Berlusconi: «Verifica in Senato» Napolitano evoca il ribaltone ’94

RomaSubito la Finanziaria: «È inderogabile», non se ne può fare a meno se non si vuol mandare il Paese alla deriva economica. Poi, solo dopo il via libera alla legge di stabilità, il Cavaliere si presenterà in Parlamento per chiedere la fiducia. Comincerà dal Senato, dove i numeri sono dalla sua parte e dove conta di ottenere i voti necessari per continuare. E proseguirà alla Camera, dove invece rischia forte.

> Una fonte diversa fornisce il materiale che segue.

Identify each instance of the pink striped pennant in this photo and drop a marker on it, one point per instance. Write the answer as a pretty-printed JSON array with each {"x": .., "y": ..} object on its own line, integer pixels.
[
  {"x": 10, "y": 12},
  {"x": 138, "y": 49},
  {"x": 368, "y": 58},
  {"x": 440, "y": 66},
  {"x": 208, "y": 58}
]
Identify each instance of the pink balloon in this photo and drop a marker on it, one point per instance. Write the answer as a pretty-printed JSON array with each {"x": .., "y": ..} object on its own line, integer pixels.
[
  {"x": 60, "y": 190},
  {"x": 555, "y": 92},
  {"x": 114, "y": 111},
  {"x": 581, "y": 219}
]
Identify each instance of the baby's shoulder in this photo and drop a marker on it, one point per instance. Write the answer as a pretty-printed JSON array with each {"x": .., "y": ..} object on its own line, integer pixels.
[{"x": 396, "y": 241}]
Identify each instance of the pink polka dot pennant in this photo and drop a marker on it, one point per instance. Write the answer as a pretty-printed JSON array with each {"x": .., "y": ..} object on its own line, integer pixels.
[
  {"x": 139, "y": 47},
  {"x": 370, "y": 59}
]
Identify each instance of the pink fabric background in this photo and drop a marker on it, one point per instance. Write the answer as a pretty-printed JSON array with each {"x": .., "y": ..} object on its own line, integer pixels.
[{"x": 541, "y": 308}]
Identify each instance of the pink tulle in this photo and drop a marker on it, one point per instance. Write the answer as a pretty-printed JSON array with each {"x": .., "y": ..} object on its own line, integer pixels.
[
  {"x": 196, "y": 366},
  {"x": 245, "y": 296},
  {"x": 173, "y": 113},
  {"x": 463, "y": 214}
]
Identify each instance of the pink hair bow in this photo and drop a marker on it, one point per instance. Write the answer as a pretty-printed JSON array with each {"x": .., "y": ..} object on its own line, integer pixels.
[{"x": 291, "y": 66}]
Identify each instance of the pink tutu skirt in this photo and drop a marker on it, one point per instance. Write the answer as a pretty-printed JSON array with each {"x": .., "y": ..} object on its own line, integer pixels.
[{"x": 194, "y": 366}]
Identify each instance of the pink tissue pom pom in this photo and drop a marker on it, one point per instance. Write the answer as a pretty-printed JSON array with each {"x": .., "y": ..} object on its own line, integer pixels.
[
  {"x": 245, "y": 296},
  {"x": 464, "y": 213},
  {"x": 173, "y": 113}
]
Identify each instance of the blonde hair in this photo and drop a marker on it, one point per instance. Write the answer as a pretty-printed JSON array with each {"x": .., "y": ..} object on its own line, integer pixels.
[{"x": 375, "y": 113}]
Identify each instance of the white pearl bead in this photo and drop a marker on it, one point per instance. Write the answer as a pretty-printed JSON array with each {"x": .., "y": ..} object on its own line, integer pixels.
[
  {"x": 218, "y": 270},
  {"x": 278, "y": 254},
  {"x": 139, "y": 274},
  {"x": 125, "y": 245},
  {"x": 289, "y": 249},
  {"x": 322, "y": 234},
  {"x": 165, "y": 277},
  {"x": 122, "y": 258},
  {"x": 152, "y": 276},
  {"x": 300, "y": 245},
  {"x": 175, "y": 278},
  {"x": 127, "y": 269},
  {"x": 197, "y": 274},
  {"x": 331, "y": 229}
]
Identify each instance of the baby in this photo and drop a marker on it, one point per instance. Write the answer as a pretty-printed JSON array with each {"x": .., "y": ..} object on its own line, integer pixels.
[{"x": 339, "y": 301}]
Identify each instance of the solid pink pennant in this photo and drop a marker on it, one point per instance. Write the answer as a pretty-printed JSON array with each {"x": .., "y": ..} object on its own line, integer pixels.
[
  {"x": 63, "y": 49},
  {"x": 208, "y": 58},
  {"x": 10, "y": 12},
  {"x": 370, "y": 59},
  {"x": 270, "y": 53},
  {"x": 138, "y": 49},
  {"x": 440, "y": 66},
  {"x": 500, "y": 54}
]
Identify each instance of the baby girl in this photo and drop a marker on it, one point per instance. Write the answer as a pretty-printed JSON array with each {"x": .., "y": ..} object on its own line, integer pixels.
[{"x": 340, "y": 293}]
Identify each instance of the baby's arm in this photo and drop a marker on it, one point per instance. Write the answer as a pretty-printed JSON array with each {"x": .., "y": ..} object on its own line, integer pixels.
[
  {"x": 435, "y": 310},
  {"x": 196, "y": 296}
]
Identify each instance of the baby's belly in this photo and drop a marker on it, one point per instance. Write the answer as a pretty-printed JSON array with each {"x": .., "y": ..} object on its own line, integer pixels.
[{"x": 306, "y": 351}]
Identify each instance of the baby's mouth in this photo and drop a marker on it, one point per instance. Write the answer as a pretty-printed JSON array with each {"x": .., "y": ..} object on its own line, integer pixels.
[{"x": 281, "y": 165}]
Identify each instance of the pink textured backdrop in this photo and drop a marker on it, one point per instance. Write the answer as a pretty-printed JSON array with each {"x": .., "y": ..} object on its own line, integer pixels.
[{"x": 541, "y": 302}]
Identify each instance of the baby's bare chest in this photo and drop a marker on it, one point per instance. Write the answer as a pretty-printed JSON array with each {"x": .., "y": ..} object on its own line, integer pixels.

È lo stesso Silvio Berlusconi, al termine di una giornata fitta di incontri e di contatti, a mettere un punto fermo con una lettera a Renato Schifani e Gianfranco Fini. «Renderò comunicazioni presso il Senato - scrive - anche alla luce del preannunciato ritiro della componente di Futuro e libertà dal governo da me presieduto, immediatamente dopo la definitiva approvazione della legge di stabilità e del bilancio dello Stato. Adempimenti questi ultimi, la cui inderogabile necessità ai fini di una positiva stabilizzazione del nostro quadro economico e finanziario, è stata da più parti, anche in modo estremamente autorevole, sottolineata».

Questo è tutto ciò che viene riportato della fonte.